You can get all keys by using the keys() function; the values() function returns all the values.

How It Works

We’ll use the steps in this section to solve our problem.

Step 3-7-1. Creating a Dictionary of Stationary Items

We’ll create a dictionary with the following line of Python code:
>>> pythonDict = {'item1':'Pencil','item2':'Pen', 'item3':'NoteBook'}
>>> pythonDict
Here is the output:
{'item2': 'Pen', 'item3': 'NoteBook', 'item1': 'Pencil'}

Step 3-7-2. Indexing an Element by Using a Key

Let’s fetch the value of 'item1:'
>>> pythonDict['item1']
Here is the output:
'Pencil'
But if the key is not found in the dictionary, a KeyError exception is thrown:
>>> pythonDict['item4']
Here is the output:
Traceback (most recent call last):
  File "<stdin>", line 1, in <module>
KeyError: 'item4'
To prevent a KeyError exception, we can use the get() function on a dictionary. Then, if a value is not found for a given key, it returns nothing (and otherwise returns the value associated with that key). Let’s explore get() in the following Python code snippet:
>>> pythonDict.get('item1')
Here is the output:
'Pencil'
We know that the key item4 is not in our dictionary. Therefore, the Python get() function will return nothing in this case:
>>> pythonDict.get('item4')

Step 3-7-3. Getting All the Keys

Getting all the keys together is often required in problem-solving. Let’s get all the keys by using our keys() function:
>>> pythonDict.keys()
Here is the output:
['item2', 'item3', 'item1']
Function keys() returns all the keys in a list.

Step 3-7-4. Getting All the Values

Applying the value() function will return all the values in a dictionary:
>>> pythonDict.values()
Here is the output:
['Pen', 'NoteBook', 'Pencil']
Similar to the keys() function, values() also returns all the values in a list as output.
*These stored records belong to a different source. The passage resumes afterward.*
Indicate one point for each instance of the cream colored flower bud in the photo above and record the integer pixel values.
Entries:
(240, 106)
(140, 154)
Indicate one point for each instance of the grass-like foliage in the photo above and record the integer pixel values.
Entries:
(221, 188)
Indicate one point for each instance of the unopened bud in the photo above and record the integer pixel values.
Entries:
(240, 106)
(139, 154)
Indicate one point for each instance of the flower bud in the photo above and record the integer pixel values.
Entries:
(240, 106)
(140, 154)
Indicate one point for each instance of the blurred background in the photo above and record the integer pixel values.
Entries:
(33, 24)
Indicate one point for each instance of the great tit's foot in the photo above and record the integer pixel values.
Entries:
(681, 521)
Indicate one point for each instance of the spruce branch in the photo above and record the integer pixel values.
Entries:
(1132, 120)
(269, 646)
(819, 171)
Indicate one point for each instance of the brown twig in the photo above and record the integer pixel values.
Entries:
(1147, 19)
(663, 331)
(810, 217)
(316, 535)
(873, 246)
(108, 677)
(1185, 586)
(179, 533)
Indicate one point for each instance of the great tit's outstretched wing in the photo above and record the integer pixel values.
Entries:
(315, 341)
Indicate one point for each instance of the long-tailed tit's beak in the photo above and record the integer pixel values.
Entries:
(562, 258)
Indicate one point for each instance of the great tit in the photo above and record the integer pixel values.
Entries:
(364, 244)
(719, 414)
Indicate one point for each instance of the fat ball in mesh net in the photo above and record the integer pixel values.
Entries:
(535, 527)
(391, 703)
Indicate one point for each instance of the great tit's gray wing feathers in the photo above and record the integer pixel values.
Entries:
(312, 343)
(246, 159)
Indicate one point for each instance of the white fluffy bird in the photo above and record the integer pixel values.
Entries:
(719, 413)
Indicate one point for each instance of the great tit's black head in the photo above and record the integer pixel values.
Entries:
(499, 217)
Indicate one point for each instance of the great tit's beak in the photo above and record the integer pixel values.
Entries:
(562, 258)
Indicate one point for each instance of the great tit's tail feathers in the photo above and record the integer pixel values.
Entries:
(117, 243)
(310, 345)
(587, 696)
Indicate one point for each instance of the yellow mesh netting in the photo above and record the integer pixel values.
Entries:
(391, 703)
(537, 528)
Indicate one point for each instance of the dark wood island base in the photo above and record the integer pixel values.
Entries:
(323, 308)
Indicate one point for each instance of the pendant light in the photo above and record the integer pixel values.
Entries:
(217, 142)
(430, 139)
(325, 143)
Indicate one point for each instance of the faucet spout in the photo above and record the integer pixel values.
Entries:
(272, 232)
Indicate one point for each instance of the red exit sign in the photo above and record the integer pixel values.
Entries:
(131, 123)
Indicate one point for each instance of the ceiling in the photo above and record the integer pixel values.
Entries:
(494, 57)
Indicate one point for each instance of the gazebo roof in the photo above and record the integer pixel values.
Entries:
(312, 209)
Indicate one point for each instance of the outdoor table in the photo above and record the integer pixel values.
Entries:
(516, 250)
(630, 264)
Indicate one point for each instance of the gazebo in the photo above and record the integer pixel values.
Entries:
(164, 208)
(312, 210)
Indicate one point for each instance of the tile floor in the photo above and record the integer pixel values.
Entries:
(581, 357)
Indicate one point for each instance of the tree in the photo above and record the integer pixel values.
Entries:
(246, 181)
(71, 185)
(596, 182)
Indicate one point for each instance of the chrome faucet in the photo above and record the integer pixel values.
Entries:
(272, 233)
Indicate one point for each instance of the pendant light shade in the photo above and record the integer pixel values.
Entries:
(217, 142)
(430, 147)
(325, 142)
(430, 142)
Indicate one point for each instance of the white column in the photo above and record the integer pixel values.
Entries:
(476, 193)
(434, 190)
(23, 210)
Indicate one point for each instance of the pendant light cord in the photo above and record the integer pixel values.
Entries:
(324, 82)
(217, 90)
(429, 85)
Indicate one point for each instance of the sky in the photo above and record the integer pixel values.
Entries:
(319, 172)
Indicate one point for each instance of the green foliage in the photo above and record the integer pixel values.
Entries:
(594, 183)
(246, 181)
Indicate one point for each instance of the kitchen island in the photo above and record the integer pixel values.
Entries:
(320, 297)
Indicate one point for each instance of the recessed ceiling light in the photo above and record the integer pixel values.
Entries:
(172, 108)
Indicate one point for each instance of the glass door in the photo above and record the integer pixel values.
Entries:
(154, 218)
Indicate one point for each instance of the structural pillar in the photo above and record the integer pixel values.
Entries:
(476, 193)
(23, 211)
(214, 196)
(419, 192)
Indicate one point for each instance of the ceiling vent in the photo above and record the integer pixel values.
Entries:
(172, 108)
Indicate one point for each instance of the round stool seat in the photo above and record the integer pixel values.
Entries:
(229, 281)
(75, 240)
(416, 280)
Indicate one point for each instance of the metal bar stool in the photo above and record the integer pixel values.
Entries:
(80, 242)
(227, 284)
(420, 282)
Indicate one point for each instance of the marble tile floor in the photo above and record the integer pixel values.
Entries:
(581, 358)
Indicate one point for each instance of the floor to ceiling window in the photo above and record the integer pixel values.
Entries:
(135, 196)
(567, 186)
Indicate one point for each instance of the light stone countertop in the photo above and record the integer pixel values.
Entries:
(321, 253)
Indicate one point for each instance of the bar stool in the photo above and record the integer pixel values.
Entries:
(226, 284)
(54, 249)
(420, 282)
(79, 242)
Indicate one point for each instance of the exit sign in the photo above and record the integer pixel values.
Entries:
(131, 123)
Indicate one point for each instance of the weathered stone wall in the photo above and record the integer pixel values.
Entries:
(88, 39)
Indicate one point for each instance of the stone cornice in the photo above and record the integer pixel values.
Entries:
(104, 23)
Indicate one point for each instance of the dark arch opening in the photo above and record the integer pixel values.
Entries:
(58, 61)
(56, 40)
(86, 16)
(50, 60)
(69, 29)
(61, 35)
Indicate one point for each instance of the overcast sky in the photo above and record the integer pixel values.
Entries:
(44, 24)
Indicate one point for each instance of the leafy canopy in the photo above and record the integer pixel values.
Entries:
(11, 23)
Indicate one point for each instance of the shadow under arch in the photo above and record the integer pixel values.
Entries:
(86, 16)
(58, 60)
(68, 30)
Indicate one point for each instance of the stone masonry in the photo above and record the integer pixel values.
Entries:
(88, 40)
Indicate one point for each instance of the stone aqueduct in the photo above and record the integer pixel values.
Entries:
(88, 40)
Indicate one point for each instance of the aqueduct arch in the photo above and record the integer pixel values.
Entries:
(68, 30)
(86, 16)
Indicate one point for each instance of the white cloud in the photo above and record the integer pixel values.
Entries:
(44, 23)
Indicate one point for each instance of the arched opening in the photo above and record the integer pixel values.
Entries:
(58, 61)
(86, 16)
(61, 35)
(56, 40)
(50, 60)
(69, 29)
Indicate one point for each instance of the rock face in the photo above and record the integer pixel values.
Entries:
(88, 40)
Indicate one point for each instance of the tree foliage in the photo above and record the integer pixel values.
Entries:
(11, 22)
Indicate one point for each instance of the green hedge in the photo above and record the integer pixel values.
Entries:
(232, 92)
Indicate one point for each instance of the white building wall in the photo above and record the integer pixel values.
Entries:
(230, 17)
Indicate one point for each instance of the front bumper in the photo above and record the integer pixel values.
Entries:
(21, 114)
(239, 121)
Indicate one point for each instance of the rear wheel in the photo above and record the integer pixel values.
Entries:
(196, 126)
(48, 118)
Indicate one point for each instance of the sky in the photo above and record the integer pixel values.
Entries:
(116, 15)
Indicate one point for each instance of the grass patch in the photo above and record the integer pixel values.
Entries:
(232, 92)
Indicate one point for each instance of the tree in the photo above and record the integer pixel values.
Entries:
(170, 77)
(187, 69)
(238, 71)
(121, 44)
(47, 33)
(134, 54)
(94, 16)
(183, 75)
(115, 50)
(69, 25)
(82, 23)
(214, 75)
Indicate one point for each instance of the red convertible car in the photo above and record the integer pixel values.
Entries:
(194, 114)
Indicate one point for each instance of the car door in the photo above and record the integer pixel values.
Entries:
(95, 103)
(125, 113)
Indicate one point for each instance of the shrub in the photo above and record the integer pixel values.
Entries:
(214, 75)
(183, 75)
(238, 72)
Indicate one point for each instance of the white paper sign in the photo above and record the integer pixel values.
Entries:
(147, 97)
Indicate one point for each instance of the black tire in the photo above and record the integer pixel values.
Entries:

Recipe 3-8. Work with Define and Call Functions

Problem

You want to write a Python function that takes an integer as input and returns True if the input is an even number, and otherwise returns False.

Solution

Functions improve code readability and reusability. In Python, a function definition is started with the def keyword. The user-defined name of a function follows that def keyword. If a function takes an argument, it is written within parentheses; otherwise, we write just the set of parentheses. The colon symbol (:) follows the parentheses. Then we start writing the statements as the body of the function. The body is indented with respect to the line containing the def keyword. If our user-defined function returns a value, that is achieved by using the return Python keyword.

How It Works

We are going to create a function named isEvenInteger. The following lines define our function:
>>> def isEvenInteger(ourNum) :
            return ourNum %2 == 0
In this code example, we can see that our function name is isEvenInteger. Our function name follows the def keyword. The argument to our function, which is ourNum in this case, is within parentheses. After the colon, we define our function body. In this function body, there is only one statement. The function body statement is returning the output of a logical expression. We return a value from a function by using the return keyword. If a function doesn’t return any value, the return keyword is omitted. The logical expression of the function body is checking whether modules of the input number equal zero or not.
After defining our function isEvenInteger, we should call it so we can watch it work. In order to test our function working, we’ll call it with an even argument and then with an odd integer argument. Let’s start with the even integer input. Here we provide input 4, which is an even integer:
 >>> isEvenInteger(4)
Here is the output:
True
As we can see, the output is True. This means that the input we have provided is an even number.
Now let’s provide an odd number as input:
>>> isEvenInteger(5)
Here is the output:
False
With an odd number as the input, our function isEvenInteger has returned False.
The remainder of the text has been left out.